DKIM for locally submitted mail - set content_filter = amavis:[127.0.0.1]:10026
With amavis, the default value of content_filter set by ISPConfig is:
content_filter = amavis:[127.0.0.1]:10024
Port 10024 is used for incoming mail, not outgoing, and DKIM signing is available on port 10026 in amavis config:
$interface_policy{'10026'} = 'ORIGINATING'; $policy_bank{'ORIGINATING'} = { originating => 1, };
This results in all mail submitted locally:
- cron jobs
- ISPConfig when "Use SMTP to send system mails" is unset
- other applications calling /usr/sbin/sendmail (standard way to submit mail) is sent without DKIM signature.

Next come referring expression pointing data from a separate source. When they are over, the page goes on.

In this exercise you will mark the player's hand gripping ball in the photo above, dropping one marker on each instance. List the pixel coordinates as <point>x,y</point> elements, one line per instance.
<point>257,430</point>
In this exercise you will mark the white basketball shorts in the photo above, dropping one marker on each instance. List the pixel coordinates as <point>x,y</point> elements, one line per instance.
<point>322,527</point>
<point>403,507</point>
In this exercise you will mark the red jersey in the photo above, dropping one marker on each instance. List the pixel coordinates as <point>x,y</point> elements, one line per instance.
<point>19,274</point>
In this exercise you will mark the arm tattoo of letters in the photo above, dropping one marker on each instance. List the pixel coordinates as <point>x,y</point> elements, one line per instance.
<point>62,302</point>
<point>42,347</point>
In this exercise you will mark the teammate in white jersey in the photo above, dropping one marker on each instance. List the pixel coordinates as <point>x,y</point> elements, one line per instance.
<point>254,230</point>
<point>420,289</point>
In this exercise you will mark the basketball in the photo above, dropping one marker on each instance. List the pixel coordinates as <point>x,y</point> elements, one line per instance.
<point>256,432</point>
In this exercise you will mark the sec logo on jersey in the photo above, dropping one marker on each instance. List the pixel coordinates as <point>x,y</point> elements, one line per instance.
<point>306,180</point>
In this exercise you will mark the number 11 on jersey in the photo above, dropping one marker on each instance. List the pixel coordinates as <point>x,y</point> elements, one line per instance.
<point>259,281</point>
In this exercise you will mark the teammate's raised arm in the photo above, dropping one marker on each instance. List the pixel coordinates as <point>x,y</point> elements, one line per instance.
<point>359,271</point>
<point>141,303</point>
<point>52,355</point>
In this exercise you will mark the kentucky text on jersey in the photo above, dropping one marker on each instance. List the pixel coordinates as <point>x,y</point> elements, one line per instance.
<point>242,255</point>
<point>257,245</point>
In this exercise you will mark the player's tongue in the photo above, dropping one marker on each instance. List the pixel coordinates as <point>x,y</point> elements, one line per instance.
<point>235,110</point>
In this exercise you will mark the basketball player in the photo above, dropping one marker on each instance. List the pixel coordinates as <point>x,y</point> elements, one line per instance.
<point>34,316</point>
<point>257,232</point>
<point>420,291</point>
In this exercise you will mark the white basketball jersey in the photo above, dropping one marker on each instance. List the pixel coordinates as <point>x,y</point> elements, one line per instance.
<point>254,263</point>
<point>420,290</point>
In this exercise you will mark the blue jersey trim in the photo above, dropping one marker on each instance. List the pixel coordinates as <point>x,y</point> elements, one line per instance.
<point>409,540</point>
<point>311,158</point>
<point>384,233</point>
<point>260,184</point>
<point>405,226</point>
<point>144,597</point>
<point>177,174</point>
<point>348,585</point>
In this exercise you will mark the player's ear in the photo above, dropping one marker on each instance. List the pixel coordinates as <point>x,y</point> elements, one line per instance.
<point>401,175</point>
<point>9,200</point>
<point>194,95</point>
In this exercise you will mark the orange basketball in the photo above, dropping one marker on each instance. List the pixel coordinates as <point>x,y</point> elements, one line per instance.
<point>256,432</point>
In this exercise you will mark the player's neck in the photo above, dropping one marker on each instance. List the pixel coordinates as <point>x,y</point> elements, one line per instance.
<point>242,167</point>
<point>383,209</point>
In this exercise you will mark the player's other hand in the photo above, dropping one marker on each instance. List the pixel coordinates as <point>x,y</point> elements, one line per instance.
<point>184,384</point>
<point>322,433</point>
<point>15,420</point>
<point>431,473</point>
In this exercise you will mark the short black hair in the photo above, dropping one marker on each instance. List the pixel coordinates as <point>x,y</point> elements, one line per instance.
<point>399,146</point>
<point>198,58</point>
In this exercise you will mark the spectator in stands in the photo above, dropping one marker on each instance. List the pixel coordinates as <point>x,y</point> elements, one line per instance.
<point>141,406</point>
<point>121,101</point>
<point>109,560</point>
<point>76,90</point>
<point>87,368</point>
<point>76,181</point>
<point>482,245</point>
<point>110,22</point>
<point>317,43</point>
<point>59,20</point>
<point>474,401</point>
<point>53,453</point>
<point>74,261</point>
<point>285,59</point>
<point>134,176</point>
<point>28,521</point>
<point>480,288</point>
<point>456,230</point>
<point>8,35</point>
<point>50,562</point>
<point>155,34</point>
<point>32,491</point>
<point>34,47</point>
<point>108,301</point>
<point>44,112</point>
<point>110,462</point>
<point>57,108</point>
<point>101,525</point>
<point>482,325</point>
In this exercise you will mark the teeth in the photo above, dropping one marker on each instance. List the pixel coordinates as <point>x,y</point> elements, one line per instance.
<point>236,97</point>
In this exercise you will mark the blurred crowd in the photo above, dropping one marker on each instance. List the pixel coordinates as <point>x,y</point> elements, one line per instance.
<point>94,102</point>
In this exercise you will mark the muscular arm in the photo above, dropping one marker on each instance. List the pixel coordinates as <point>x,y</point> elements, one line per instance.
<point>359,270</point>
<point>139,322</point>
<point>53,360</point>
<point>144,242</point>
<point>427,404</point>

Since ALL mail received via SMTP has content_filter overridden by FILTER directives called from smtpd_sender_restrictions:
smtpd_sender_restrictions = check_sender_access regexp:/etc/postfix/tag_as_originating.re, permit_mynetworks, check_sender_access proxy:mysql:/etc/postfix/mysql-virtual_sender.cf, permit_sasl_authenticated, reject_non_fqdn_sender, reject_unlisted_sender, check_sender_access regexp:/etc/postfix/tag_as_foreign.re
where the last rule sets:
/^/ FILTER lmtp:[127.0.0.1]:10024
I believe setting content_filter to port 10026 by default should be safe. Please set default port for content_filter do 10026 instead.